Act

jancurn/extract-metadata

  • Builds
  • latest 0.0.8 / 2018-02-09
  • Created 2018-02-08
  • Last modified 2018-02-09
  • grade 4

Description

A small efficient act that loads a web page, parses its HTML using Cheerio library and extracts the following meta-data from the <HEAD> tag, such as page title, description, author etc.


API

To run the act, send a HTTP POST request to:

https://api.apify.com/v2/acts/jancurn~extract-metadata/runs?token=<YOUR_API_TOKEN>

The POST payload will be passed as input for the act. For more information, read the docs.


Example input

Content type: application/json; charset=utf-8

{ "url": "https://www.apify.com/" }

Source code

Based on the apify/actor-node-basic Docker image (see docs).
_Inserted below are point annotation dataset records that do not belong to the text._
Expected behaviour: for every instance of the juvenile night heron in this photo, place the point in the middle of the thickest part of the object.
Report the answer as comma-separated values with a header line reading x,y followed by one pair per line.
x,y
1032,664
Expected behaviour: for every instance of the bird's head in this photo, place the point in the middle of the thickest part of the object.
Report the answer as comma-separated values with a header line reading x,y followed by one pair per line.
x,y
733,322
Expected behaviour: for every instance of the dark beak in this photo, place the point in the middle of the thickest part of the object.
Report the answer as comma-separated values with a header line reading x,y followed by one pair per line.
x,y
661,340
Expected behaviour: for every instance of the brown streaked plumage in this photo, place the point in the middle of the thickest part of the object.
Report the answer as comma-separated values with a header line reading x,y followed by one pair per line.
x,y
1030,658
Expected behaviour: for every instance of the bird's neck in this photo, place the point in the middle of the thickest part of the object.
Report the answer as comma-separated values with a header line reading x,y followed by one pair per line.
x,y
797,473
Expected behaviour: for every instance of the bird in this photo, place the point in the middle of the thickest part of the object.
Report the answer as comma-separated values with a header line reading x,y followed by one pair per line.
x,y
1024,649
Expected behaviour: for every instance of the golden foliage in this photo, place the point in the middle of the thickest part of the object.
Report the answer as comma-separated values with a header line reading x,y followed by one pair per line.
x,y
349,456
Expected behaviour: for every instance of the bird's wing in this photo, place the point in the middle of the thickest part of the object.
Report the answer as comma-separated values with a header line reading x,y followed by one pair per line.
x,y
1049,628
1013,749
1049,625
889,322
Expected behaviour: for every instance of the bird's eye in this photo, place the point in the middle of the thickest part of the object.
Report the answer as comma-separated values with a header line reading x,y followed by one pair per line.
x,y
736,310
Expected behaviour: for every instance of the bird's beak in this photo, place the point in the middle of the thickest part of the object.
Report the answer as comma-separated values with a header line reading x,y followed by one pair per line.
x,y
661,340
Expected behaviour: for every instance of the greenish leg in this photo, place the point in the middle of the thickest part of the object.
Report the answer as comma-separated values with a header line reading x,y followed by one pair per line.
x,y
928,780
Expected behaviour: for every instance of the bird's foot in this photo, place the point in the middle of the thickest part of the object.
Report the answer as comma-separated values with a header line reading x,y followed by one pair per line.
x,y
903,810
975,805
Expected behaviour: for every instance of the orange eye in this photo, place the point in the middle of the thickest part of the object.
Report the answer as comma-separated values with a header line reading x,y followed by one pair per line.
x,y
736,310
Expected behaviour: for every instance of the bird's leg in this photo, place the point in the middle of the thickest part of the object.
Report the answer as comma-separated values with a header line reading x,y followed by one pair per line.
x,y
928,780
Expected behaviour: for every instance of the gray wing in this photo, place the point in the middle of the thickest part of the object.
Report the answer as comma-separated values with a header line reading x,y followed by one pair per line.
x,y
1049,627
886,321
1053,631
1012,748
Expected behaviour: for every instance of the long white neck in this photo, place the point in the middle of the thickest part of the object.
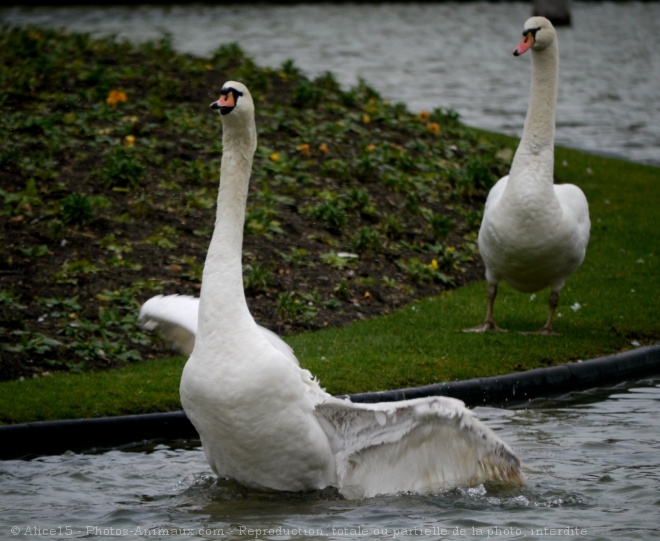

const Apify = require('apify');
const request = require('request-promise');
const cheerio = require('cheerio');


Apify.main(async () => {
    // Get input of the act
    const input = await Apify.getValue('INPUT');
    if (!input || typeof(input.url) !== 'string') {
        throw new Error("Invalid input, it needs to contain 'url' field.");
    }
    
    // Load the web page and extract meta-data
    console.log(`Opening ${input.url}`);
    const html = await request(input.url);
    
    const $ = cheerio.load(html);
    
    const meta = {};
    $('head meta').each(function () {
        const name = $(this).attr('name');
        const content = $(this).attr('content');
        if (name) meta[name] = content ? content.trim() : null;
    });
    
    const result = {
        url: input.url,
        title: ($('head title').text() || '').trim(),
        meta,
    }

    // Show and save result
    console.log('Result:');
    console.dir(result);
    await Apify.setValue('OUTPUT', result);
});